Of dat sentiment ook gedeeld wordt door de bredere bevolking is weer een andere vraag. De politieke geschiedenis leert dat kiezers niet meteen wildenthousiast worden van partijen die de noodklok luiden over het sociale beleid.

In het collectieve geheugen zit de harde campagne van de toenmalige VLD onder Guy Verhofstadt in 1995. Met apocalyptische affiches over ‘lege pensioenkassen’ zetten de liberalen zich toen ook af tegen de centrumlinkse regering Dehaene-Tobback. De VLD-campagne zette de toon, maar in het stemhokje bleef de verhoopte doorbraak uit, hoewel de socialistische SP juist toen het Agusta-schandaal over zich heen kreeg. Vele kiezers, zo luidde de analyse achteraf, schrokken terug voor de shockdoctrine die Verhofstadt toen nog propageerde.

Natuurlijk is de N-VA-campagne niet helemaal te vergelijken met die falende aanpak van de liberalen van weleer. Met ‘Vlaamse welvaart’ bedekken de nationalisten hun lading met een hoopgevende vlag. Om die welvaart te behouden, viseren ze vooral inactieven, van wie er naar verhouding meer aan de andere kant van de taalgrens wonen en sowieso minder op de N-VA stemmen.

In wezen verschilt de tactiek van N-VA (en Open Vld) niet zo van die van de radicale partijen VB en PVDA. Ook die leggen de last op de schouder van de ‘ander’: bij de ene is dat de Waal en de migrant (VB), bij de ander de rijken (PVDA), en bij de N-VA dus de inactieven.

Zonder gevaar is die strategie voor N-VA niet. Kiezersonderzoek leert dat de gemiddelde Vlaming sociaal-economisch links van het centrum kampeert, met ruime steun voor een genereus sociaal beleid. De rechtse koers van de N-VA staat haaks op die brede grondstroom. Een volkspartij die in alle lagen van de bevolking rekruteert, loopt dan een risico. Zeker omdat er dus een (radicaler) rechts alternatief is. Kiezers die wat korter opgeleid zijn en zich het vaakst bestaansonzeker voelen, hellen nu al naar uiterst rechts, mede omdat ze zich door het politieke systeem miskend voelen. In die groep zou N-VA nog meer steun kunnen verliezen.

Je zou natuurlijk de kiezer een zekere schijnheiligheid kunnen verwijten. Iedereen beseft dat besparingen of hervormingen noodzakelijk zijn, tot de voorstellen concreet worden. Dan wordt er teruggekrabbeld en tegengestribbeld.
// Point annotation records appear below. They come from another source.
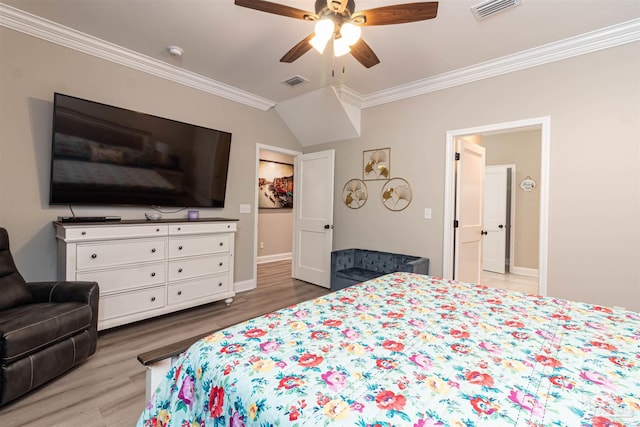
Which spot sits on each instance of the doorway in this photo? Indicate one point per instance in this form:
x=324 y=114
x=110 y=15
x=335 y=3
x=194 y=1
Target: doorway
x=543 y=125
x=276 y=221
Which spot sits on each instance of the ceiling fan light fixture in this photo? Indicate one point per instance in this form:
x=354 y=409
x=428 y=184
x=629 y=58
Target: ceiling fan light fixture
x=340 y=47
x=350 y=33
x=324 y=30
x=318 y=43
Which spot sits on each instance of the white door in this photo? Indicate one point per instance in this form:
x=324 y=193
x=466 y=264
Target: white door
x=495 y=219
x=469 y=212
x=313 y=222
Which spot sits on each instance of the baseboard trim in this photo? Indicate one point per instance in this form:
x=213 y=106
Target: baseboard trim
x=524 y=271
x=275 y=257
x=245 y=285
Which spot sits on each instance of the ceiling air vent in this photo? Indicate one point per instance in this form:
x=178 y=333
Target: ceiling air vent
x=295 y=80
x=485 y=9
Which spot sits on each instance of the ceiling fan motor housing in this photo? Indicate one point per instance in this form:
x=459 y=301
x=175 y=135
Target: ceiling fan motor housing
x=334 y=5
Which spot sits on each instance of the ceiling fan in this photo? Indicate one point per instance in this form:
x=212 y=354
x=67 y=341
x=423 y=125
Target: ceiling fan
x=338 y=20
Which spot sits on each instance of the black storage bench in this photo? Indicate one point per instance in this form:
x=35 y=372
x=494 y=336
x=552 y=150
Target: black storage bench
x=351 y=266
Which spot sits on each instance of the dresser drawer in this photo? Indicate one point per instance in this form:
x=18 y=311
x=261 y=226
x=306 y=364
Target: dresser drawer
x=193 y=267
x=126 y=303
x=198 y=288
x=95 y=232
x=189 y=246
x=123 y=278
x=201 y=228
x=121 y=252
Een fenomeen dat alle sociale groepen en klassen overschrijdt – kijk maar eens hoe er gelobbyd wordt bij de geringste aanpassing van het fiscale regime.

Toch ligt dat bij de weerstand van velen tegen besparingsingrepen in het sociale beleid wat anders. Hier speelt niet alleen eigenbelang. Er gaapt een kloof tussen de theorie en de praktijk van de Belgische en Vlaamse arbeidsmarkt. Die kloof wordt groter, niet kleiner.

Paradox

De politieke theorie valt samen te vatten in drie woorden: werk, werk, werk. De volle inzet op meer werk is een doel dat intussen door zowat elke partij, links en rechts, omarmd wordt, met een beoogde (maar nog lang niet bereikte) werkzaamheidsgraad van 80 procent van de actieve bevolking tegen 2030. Dat is begrijpelijk, want meer mensen aan het werk zetten is veruit de meest pijnloze vorm van ‘besparen’: de staat moet minder uitkeringen betalen en in ruil komt er meer (belastbare) welvaart. Meer werk is dan ook de vlotte sluitpost van zowat elk kiesprogramma.

De praktijk ziet er wat anders uit. Sinds opeenvolgende regeringen de poorten van vervroegd (brug)pensioen hebben gesloten, is een andere groep inactieven beginnen te stijgen: de langdurig zieken. Inmiddels zit het aantal mensen in ziekte of invaliditeit boven de 500.000, en dat cijfer blijft maar klimmen. Uitkeringen voor langdurig zieken staan nu al voor 11 miljard in de boeken. Onderzoek van het RIZIV, geciteerd in De Tijd, toont dat vooral mentale kwalen (burn-out en depressie) tot fors meer uitval leiden: plus 43 procent (!) in vijf jaar tijd.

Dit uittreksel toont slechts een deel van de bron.